Kapten itu terlihat ragu, namum toh tetap mengangguk. Dia memanggil mualimnya yang bernama Rahmat dan memberi perintah sesuai saran Sahin. Beberapa detik berikutnya, semua sudah bertukar peran. Kapten dan mualim Usaha Berkah kini serupa awak sementara Sahin dan Mustofa serupa petinggi kapal dagang.
Dari Kapal Usaha Berkah, Sahin memerintahkan salah satu awak kapal tersebut untuk mengibarkan bendera tanda kepada Sabakingking. Pihak Sabakingking melihat tanda itu dan mengestafetkannya ke kapal lain.
Setelah itu, iring-iringan kembali berlayar mendekat ke arah datangnya dentang lonceng, ke arah Gelderlan.
Lama-lama, bintang-bintang yang terlihat sejajar dengan mata mulai menampakkan wujud aslinya. Itu bukan bintang. Melainkan, lampu-lampu minyak Gelderland beserta sejumlah vlieboot yang mengawalnya.

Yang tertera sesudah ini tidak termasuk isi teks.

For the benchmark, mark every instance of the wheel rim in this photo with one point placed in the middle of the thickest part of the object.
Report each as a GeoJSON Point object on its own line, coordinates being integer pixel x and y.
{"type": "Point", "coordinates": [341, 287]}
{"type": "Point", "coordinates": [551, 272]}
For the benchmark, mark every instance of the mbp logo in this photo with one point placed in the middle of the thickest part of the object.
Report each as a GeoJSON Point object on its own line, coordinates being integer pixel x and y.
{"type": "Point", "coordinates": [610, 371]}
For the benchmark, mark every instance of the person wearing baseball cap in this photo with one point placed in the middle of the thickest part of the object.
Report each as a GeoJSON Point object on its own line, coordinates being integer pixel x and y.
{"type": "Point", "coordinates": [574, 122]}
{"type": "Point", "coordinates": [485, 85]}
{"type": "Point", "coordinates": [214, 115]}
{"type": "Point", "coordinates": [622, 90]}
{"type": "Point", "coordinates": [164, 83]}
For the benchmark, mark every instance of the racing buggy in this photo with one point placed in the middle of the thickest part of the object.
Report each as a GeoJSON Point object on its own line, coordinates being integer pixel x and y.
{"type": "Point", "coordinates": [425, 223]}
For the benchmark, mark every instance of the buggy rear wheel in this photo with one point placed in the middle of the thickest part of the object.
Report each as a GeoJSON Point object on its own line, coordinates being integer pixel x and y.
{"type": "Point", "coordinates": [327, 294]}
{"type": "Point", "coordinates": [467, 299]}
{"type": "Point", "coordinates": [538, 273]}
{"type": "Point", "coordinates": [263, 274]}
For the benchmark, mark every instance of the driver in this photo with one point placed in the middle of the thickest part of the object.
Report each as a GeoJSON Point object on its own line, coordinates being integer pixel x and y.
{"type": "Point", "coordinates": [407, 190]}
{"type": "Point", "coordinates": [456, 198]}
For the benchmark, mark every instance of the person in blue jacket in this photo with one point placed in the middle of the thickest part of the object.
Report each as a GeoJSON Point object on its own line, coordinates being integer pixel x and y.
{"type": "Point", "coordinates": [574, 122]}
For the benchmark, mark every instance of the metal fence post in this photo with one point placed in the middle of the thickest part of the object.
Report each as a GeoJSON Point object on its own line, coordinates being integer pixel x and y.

Meski jauh, Gelderland sudah terlihat menjulang di antara kapal pengawalnya. Dari dekat, pastilah kapal dengan total 70 meriam ini ibarat raksasa sementara iring-iringan kapal dari Pelabuhan Karang Antu hanyalah semut yang siap hanyut dibawa ombak. Mustofa gentar dan mundur, berusaha kembali ke dalam anjungan kapten untuk bersembunyi.
Sahin memegang pundak mualimnya sementara pandangan terus menghunjam ke Gelderland. Tak ada sedikitpun gentar di matanya. Mustofa kini berdiri di tempat, menelan ludah.
Dia berusaha meneguhkan perannya sebagai mualim, sebagai pendamping kapten yang siap menerima perintah dan menunjukkan arah angin saat dibutuhkan. Perlahan tapi pasti, dia menggelembungkan tekad dan keberaniannya.
Gelderland melepaskan tembakkan peringatan. Bola besi panas mendarat dekat iring-iringan. Sabakingking berhenti supaya tak masuk jangkauan tembakan Gelderland. Kapten Tubun lalu menurunkan bendera berlambang golok dan ayam jantan.